Album. Released 2012.  

BBC Review 1bj6o

Sheffield crooner turns up the amps.

Wyndham Wallace 2012

"...And this one’s for all the men in the house...”

After a decade of seducing career couples with the Roy Orbison stylings of several critically acclaimed and, latterly, commercially successful albums, Sheffield’s most unlikely pop star is back, and this time he’s rocking out.

It shouldn’t be a shock: Hawley started out in indie band the Longpigs, has worked with Pulp and Robbie Williams, and even contributed the guitar solo to All Saints’ version of Red Hot Chili Peppers’ Under the Bridge.
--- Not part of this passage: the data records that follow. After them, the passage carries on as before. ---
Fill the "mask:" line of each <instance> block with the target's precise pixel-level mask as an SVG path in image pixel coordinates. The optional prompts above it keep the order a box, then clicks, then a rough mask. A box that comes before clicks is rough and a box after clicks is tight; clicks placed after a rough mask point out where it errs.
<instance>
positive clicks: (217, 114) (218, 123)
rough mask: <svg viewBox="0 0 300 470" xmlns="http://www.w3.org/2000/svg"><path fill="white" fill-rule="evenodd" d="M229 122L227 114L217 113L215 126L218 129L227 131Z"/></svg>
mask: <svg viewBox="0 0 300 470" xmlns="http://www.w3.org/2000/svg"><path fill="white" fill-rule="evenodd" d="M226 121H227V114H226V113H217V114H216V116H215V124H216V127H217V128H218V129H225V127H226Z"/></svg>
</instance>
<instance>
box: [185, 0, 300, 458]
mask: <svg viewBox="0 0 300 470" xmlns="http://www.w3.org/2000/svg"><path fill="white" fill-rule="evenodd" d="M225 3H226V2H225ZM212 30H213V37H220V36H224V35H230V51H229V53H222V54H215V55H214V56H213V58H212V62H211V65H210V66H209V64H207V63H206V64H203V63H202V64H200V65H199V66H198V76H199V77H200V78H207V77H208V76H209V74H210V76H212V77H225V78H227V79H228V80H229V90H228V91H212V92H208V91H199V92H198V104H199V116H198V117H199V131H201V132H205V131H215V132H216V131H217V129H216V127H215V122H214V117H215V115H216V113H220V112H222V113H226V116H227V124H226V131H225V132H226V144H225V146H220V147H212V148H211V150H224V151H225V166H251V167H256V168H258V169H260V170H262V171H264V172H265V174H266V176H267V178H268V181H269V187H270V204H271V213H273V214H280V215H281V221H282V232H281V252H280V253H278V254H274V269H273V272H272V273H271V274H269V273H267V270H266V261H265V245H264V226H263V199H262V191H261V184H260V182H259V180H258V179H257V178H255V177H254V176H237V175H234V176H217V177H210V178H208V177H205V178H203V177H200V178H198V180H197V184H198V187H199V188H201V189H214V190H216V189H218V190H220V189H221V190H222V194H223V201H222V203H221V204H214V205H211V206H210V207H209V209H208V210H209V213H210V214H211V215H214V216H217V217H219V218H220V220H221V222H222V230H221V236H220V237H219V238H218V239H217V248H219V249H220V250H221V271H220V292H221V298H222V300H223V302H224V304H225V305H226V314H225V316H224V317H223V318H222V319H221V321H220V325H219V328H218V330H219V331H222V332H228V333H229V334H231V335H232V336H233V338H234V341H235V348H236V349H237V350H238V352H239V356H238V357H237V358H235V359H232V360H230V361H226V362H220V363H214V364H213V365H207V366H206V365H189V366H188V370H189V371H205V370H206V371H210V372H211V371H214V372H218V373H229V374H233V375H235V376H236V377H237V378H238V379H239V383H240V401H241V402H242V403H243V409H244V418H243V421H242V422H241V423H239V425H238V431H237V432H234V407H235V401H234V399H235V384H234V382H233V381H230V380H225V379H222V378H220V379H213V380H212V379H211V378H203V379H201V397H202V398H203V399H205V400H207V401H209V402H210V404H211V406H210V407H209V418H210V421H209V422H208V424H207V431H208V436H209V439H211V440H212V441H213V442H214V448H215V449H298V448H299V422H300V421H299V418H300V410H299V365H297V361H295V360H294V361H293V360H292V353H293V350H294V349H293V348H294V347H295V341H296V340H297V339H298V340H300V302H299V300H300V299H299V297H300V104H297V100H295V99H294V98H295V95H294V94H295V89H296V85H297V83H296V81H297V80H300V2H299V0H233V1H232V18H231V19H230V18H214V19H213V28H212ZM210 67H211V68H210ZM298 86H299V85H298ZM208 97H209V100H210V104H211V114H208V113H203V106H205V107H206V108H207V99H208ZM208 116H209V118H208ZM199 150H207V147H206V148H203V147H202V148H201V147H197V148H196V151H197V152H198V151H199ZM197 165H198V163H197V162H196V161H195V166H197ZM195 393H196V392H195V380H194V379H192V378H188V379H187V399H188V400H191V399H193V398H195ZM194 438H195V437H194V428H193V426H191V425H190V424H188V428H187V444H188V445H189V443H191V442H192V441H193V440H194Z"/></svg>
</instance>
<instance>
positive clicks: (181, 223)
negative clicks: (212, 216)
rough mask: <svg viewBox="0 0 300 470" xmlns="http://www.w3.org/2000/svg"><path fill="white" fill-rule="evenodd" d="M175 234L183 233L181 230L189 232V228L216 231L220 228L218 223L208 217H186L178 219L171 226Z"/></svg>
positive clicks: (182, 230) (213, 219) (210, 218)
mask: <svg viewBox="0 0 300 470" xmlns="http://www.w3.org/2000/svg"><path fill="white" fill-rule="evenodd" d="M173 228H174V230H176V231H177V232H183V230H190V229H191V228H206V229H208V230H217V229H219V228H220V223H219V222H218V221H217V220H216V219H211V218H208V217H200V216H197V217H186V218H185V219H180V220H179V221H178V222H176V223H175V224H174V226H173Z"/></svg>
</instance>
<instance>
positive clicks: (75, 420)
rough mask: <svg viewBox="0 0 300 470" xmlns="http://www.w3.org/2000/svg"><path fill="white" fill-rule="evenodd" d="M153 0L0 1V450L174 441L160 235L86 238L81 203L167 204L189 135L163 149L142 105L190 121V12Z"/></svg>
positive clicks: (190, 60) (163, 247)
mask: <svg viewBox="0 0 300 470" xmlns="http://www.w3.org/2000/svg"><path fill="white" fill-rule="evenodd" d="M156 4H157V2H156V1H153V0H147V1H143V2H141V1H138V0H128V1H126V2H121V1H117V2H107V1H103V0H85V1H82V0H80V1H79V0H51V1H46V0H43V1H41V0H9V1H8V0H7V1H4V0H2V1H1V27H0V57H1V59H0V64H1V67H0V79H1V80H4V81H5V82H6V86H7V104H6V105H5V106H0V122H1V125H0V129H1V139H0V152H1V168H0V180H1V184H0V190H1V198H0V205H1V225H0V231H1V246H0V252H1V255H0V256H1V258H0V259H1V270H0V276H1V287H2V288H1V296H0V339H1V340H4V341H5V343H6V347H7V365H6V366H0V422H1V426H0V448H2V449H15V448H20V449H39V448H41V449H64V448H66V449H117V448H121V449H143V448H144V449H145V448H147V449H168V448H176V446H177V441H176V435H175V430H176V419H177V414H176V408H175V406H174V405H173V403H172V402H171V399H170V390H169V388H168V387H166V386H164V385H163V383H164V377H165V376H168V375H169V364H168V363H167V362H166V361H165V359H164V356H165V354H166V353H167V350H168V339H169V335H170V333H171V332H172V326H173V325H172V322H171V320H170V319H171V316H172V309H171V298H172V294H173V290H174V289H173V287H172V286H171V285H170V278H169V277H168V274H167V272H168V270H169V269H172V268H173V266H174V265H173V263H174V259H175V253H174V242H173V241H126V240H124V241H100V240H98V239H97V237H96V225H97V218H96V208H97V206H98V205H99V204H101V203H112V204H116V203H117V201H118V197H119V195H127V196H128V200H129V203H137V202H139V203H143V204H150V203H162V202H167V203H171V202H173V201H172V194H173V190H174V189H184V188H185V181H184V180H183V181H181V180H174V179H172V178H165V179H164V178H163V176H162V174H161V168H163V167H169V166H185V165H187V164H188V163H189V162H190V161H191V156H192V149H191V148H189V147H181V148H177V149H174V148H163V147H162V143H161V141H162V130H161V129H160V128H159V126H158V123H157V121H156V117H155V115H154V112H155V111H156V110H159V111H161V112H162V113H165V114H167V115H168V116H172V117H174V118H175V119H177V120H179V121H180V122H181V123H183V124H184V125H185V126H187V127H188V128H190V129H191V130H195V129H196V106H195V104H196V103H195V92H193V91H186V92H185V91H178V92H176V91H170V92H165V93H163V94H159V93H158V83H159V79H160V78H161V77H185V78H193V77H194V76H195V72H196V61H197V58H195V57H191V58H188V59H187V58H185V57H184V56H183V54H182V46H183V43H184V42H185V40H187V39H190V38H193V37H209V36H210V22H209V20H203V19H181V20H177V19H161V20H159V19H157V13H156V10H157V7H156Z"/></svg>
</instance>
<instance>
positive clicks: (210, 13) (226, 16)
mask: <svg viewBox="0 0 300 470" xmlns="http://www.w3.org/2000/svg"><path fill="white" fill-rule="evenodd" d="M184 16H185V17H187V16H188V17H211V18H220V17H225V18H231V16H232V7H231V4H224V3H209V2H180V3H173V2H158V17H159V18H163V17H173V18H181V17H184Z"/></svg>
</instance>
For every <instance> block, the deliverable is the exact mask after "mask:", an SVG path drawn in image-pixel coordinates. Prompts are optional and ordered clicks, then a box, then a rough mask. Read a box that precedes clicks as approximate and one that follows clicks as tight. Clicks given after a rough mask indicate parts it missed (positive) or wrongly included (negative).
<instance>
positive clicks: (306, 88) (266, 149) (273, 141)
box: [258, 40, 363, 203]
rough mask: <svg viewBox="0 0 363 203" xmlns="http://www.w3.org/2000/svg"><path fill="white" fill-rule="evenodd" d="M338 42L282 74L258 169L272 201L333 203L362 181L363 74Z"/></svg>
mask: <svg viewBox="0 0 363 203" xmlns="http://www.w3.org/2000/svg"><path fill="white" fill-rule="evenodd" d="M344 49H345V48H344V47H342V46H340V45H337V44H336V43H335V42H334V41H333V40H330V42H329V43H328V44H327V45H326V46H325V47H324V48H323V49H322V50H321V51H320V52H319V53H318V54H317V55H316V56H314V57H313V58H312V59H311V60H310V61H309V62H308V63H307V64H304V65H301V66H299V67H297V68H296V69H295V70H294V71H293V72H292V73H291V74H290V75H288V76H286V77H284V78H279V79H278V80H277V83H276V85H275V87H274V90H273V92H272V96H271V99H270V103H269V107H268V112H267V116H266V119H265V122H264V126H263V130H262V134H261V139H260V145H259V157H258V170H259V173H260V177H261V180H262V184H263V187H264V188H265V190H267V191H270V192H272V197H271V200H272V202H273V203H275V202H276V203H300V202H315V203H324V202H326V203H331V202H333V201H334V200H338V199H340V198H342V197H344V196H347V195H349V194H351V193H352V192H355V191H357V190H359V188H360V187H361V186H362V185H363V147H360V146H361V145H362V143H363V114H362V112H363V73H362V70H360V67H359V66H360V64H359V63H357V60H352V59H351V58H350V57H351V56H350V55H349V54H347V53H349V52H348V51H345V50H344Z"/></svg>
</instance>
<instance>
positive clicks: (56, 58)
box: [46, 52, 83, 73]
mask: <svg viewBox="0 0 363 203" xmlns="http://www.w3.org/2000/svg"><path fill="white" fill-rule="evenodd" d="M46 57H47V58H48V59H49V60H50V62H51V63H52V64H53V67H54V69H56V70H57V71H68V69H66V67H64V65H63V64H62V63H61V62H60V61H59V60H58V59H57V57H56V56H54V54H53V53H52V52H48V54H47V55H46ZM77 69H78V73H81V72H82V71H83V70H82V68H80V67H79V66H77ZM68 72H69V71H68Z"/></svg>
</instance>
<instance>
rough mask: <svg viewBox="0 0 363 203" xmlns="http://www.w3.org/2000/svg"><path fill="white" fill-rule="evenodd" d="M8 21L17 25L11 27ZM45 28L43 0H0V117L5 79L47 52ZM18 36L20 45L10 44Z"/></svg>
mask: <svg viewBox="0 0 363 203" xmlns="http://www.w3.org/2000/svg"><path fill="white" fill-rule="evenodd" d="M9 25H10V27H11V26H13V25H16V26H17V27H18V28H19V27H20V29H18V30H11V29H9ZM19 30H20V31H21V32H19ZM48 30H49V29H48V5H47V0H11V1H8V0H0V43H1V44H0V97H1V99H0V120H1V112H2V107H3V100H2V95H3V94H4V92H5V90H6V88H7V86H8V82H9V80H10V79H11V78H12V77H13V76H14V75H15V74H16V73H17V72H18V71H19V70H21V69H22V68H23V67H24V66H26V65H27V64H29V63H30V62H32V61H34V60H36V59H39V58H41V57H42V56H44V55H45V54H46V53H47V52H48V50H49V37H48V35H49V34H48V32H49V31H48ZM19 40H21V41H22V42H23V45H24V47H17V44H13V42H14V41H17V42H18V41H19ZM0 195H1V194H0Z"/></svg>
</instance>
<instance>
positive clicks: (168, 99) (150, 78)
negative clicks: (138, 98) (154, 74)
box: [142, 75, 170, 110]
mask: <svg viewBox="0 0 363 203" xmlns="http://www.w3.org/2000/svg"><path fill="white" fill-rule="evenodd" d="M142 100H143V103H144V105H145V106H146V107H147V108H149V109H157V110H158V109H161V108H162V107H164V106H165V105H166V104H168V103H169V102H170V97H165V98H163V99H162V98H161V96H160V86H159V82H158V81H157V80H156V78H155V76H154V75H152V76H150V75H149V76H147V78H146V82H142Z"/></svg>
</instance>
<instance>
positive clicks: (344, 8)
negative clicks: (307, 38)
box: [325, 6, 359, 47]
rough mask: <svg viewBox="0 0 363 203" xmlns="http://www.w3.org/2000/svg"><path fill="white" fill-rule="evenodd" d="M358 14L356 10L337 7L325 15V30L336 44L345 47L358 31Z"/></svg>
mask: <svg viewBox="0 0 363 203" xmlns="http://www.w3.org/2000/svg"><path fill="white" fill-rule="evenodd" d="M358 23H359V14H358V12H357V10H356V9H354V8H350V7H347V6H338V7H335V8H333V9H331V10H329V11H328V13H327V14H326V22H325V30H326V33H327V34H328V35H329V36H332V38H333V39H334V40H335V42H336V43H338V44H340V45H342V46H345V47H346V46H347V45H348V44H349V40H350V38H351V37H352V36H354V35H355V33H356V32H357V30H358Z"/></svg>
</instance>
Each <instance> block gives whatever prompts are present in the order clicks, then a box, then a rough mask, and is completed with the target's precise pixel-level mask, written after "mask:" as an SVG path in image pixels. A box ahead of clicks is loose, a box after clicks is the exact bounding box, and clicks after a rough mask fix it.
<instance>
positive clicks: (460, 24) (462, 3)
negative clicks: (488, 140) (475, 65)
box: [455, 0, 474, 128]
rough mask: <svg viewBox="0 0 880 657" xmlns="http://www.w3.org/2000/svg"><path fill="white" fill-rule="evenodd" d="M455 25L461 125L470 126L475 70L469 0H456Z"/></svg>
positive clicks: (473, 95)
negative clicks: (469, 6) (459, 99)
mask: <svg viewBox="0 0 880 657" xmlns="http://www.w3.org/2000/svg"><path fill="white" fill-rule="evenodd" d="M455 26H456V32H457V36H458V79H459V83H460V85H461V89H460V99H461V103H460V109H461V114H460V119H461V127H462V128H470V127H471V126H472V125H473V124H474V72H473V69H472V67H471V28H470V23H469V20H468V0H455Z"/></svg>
But to those accustomed to 2009’s Truelove’s Gutter, it may be a little bit unexpected. Standing at the Sky’s Edge is the sound of Hawley cutting loose, and clearly enjoying it.

He breaks us in gently: She Brings the Sunlight opens with understated sitars and strings before launching into a lumbering assault of distortion and Eastern-tinged drones. Its solos might inspire bouts of air guitar from older of his audience, but Hawley’s hardly guilty of overindulgence, even when the opening lines of the record’s title track strangely recall Bon Jovi’s Wanted Dead or Alive.

Such eccentricities are fortunately balanced well by his trademark old-school reverb, a steadily growing wall of guitars, and a pace that matches the desolate subject matter: the tale of three doomed individuals with strangely biblical names (Mary, Joseph and Jacob).

Elsewhere he works up a sweat on Down in the Woods, which reduces rock‘n’roll – a subject in which Hawley is well versed – down to its simplest elements, much as Spiritualized have done, though at a pace they rarely reach.

Recent single Leave Your Body Behind You, meanwhile, is both a meditation on the transitory nature of human life and an almost celebratory plea to adopt the spirit of carpe diem, toning down some of the album’s more psychedelic tendencies in favour of the uplifting sounds of an adult choir.

But Seek It’s tenderness will be familiar to long-term fans, The Wood Collier’s Grave is a moody exercise in mournful nostalgia, and Don’t Stare at the Sun offers one of the most memorable melodies he’s written so far.

He saves the best until last, however: Before begins with another three minutes of dreamy introspection before Hawley’s guitars win out once more, securing his status as guitar hero before slipping back into one last age of shimmering, peaceful beauty.

The men are going to love it. But the women will still love Richard Hawley, too.